Politik : Ukrainisches Machtgeschacher

Noch kein neuer Premier in Kiew / Opposition verlässt Parlament

Thomas Roser

Kiew - Ihre Sommerpause haben die ukrainischen Parlamentarier wegen der noch ausstehenden Kür eines neuen Premiers vorsorglich verschoben. Zwar deuten derzeit fast alle Vorzeichen auf die Rückkehr von Ex-Premier Viktor Janukowitsch und seiner prorussischen Partei der Regionen (PdR) auf die Regierungsbank hin. Die frühere Ministerpräsidentin Julia Timoschenko will das verhindern, verließ mit ihrem oppositionellen Block am Donnerstag aus Protest das Parlament. Sie forderte Präsident Viktor Juschtschenko auf, das Parlament aufzulösen und Neuwahlen anzusetzen. Bis dahin werde ihre Partei an ihrem Boykott festhalten.

Das ermattete Wahlvolk hat indes von dem monatelangen Koalitionsgeschacher am Dnjepr genug. Nicht nur das Tagessalär für die von den Kontrahenten in Kiew zusammengetrommelten Demonstranten ist bereits von 100 auf 50 Griwna (8 Euro) gefallen. Auch zeigen Umfragen, dass immer weniger Menschen im Land zur Wahl gehen wollen: Eineinhalb Jahre nach der so genannten „orangen Revolution“ macht sich in der Ukraine zunehmende Ernüchterung breit. Die Zahl derer, die eine Verbesserung der Lage erwarten, hat sich innerhalb eines Jahres von 40 auf 20 Prozent halbiert, der Anteil der Pessimisten ist von 18 auf 52 Prozent gestiegen. Politologen bewerten das Tauziehen um die neue Koalition als Geburtswehen beim Übergang von einer Präsidial- zu einer parlamentarischen Demokratie. Doch der „destruktive Charakter“ der Turbulenzen schürt laut einer Studie die Furcht vor einer Vertiefung der Teilung des Landes.
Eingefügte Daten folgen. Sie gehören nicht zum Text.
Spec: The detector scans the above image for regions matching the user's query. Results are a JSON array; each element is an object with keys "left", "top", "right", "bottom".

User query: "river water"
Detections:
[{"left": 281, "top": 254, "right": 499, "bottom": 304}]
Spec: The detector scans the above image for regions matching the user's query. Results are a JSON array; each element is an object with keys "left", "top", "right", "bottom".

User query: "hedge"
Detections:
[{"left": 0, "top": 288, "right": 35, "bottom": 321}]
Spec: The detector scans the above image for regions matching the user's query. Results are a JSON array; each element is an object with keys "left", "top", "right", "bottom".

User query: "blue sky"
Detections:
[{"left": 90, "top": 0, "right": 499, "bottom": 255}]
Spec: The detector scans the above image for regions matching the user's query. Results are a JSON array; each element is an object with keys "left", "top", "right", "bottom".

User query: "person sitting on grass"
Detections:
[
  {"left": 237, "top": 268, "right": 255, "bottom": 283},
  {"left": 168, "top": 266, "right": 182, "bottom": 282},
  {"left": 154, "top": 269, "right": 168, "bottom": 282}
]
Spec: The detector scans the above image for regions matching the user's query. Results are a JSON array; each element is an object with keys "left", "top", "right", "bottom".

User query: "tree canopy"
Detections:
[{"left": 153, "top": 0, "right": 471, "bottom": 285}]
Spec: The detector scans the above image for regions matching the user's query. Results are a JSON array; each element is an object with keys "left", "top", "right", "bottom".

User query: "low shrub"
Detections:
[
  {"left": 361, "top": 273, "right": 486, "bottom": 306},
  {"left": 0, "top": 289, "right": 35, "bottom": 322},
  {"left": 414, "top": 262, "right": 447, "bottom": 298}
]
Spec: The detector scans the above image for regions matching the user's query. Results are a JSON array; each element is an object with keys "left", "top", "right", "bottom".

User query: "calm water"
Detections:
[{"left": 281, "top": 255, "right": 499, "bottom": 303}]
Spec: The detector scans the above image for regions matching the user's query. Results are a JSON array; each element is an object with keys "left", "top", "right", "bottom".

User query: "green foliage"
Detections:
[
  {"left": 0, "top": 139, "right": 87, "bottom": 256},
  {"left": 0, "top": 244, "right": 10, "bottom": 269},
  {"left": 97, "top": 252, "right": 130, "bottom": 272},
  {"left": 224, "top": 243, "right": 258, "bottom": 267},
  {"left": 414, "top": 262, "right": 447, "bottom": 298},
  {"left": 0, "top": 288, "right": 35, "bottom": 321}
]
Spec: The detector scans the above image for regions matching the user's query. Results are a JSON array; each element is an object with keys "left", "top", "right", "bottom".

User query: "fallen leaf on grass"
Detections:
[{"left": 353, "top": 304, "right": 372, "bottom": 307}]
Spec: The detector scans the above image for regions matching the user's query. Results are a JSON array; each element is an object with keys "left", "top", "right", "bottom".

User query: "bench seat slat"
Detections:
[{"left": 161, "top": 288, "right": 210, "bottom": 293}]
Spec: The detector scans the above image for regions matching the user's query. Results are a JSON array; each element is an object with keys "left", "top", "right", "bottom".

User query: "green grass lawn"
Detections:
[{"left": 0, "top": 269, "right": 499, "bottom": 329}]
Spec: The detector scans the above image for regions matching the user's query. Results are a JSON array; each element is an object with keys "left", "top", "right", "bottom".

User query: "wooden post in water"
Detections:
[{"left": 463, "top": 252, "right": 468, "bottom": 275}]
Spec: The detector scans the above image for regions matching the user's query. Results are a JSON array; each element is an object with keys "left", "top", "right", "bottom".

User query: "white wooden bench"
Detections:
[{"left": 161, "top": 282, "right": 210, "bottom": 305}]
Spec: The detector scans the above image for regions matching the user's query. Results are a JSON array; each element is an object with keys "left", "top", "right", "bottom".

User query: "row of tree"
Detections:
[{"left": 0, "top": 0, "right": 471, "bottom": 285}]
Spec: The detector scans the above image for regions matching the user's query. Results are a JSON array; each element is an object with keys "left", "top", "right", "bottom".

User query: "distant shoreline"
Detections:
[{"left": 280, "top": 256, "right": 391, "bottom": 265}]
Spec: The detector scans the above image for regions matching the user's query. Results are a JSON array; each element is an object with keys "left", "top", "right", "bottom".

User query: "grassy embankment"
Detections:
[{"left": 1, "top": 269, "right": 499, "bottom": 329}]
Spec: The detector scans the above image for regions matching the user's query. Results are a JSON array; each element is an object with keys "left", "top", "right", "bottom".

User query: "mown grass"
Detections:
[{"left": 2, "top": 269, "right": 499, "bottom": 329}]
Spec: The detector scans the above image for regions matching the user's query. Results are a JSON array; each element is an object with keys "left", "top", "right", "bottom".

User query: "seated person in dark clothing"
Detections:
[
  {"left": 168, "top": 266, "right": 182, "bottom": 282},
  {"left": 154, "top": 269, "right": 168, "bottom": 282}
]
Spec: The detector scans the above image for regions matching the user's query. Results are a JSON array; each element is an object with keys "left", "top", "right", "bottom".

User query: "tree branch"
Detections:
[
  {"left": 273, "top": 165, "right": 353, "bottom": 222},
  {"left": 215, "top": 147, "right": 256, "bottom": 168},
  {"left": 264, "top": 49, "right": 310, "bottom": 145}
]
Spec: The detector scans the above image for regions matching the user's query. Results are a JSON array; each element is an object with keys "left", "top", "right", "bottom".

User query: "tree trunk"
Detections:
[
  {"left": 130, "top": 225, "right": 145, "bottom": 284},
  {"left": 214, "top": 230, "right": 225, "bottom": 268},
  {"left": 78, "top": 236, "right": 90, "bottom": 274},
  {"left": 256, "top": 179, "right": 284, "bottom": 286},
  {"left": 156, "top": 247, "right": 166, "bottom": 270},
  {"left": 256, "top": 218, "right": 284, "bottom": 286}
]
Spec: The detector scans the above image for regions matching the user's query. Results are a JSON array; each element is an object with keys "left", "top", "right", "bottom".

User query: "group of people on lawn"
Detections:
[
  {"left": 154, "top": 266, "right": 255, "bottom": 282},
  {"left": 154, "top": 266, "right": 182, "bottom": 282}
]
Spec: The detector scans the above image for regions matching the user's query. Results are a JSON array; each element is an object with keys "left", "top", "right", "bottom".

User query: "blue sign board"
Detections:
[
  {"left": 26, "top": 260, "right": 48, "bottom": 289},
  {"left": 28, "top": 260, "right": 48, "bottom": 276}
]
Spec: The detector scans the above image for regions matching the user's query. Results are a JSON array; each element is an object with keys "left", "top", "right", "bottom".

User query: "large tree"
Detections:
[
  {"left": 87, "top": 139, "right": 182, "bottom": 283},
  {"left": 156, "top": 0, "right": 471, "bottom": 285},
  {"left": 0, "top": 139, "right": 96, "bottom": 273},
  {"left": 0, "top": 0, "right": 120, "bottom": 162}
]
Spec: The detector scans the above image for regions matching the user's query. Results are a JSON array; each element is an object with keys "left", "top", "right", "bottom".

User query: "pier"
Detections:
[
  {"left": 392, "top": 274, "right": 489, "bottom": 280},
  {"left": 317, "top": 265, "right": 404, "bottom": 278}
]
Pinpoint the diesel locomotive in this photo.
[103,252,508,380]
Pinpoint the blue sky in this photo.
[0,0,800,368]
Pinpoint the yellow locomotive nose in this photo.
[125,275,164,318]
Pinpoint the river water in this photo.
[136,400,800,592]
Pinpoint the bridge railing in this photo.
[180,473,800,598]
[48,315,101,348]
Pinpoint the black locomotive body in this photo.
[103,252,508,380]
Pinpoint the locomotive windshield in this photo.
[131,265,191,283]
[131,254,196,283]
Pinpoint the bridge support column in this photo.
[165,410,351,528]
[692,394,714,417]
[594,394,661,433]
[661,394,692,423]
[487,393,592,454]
Zur Unzufriedenheit haben zumindest die Anhänger der „orangen Parteien“ allen Grund. Bei der Parlamentswahl im März hatten der Block der einstigen Revolutionsikone Julia Timoschenko (Bjut), die Präsidentenpartei „Unsere Ukraine“ (NU) und die Sozialisten eine deutliche Mehrheit für die Wiederauflage einer orangen Koalition erzielt. Doch statt entschlossen ein Regierungsbündnis zu schmieden, zog die NU von Staatschef Viktor Juschtschenko die Koalitionsgespräche in die Länge.

Erst mühte sich die NU, Timoschenko als Premierministerin zu verhindern. Gleichzeitig liebäugelte der Wirtschaftsflügel der Partei mit einer Koalition mit „Erzfeind“ PdR. Auf Druck ihrer Basis rang sich die NU Ende Juni zwar zur Neuauflage der orangen Koalition durch. Doch dafür ging dem verblüfften Juschtschenko mit den Sozialisten der Juniorpartner von der Stange. Für den Posten des Parlamentschefs wechselte Sozialisten- Chef Alexander Moros die Seiten – und verschaffte der so genannten „Anti-Krisen-Koalition“ mit der PdR und Kommunisten eine Mehrheit.

Noch droht Juschtschenko mit Neuwahlen, doch Trümpfe hat er kaum in der Hand. Laut Umfragen hat seine gespaltene NU seit den Wahlen bereits ein Drittel ihres Anhangs verloren. Außer der Bjut hat nur die PdR Aussichten auf kräftige Zugewinne bei einem neuerlichen Urnengang.